The three ASX shares I’m going to mention in this article are rated as ‘buys’ by several brokers.

It’s quite hard to find businesses that are both good businesses and trading at a good price. Even then, one person might say Commonwealth Bank of Australia (ASX: CBA) and another says that Transurban Group (ASX: TCL) is a better choice.

Investment site MarketIndex regularly collates the ratings of brokers together to assess what the broker community collectively think are opportunities. Of course, this still isn’t a guarantee of success – they could all be herding together.

With that in mind, here are three ASX shares that brokers like:

Worley Ltd (ASX: WOR) 

Worley is rated as a buy by at least 10 analysts.

The combined Worley business has impressive synergies to work on after its large acquisition of the energy, chemicals and resources division of Jacobs to create the global leader across Worley’s core market segments.

Aside from the coronavirus, things look good for Worley with the trade war turning into a trade ceasefire, which should mean more economic activity across the world.

However, the sudden change of the CEO was a surprise, but that means the Worley share price is 11% lower since 24 January 2020 and better value.

Nextdc Ltd (ASX: NXT) 

Nextdc is rated as a buy by at least 10 analysts.

Some of the best ways to profit from the rise of cloud computing on the share market are based in the US. Businesses like Microsoft, Amazon and Alphabet are the leaders in this category. Nextdc could be one of the best ways on the ASX to profit as it’s a data centre business with locations across Australia.

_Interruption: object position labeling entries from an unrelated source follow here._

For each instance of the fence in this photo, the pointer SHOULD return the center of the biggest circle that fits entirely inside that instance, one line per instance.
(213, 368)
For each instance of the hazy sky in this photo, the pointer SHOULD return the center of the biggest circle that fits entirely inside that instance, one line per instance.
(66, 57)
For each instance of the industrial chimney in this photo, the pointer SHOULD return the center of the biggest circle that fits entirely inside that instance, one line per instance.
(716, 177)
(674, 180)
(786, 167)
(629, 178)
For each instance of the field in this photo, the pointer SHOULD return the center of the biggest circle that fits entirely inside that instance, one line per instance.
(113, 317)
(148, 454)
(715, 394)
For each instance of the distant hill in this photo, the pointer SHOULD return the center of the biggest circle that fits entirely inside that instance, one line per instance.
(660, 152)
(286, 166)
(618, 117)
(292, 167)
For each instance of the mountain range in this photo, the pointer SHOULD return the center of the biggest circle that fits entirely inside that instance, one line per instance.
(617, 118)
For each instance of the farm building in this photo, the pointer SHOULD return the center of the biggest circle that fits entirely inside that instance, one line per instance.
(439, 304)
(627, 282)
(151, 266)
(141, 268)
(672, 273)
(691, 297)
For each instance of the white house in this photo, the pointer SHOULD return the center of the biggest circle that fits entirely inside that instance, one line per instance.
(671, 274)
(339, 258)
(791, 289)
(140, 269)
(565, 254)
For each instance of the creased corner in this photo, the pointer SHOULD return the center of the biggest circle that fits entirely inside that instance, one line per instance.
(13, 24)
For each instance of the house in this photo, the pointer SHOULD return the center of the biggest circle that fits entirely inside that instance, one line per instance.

The amount of data that businesses need is growing exponentially and Nextdc could be a good way to gain exposure to that. However, it may be hard to gauge how much money Nextdc will be generating in five or ten years.  

Aristocrat Leisure Limited (ASX: ALL) 

Aristocrat Leisure is rated as a buy by at least 13 analysts.

It’s rare to find a business on the ASX share market with a market capitalisation above $20 billion which is growing at a fast rate.

In FY19 the gambling and gaming business grew its statutory revenue by 25.5% and net profit after tax increased by 28.8%. It’s a good growth rate for the valuation. 

Further profit growth is expected in FY20 and it could be one of the best blue chips to watch on the ASX.

Foolish takeaway

I can see why analysts like all three companies, though none of them are typically in the industries that I like to invest in. Of the three I’d say Aristocrat looks the best at 21x FY21’s estimated earnings and could continue to beat the market.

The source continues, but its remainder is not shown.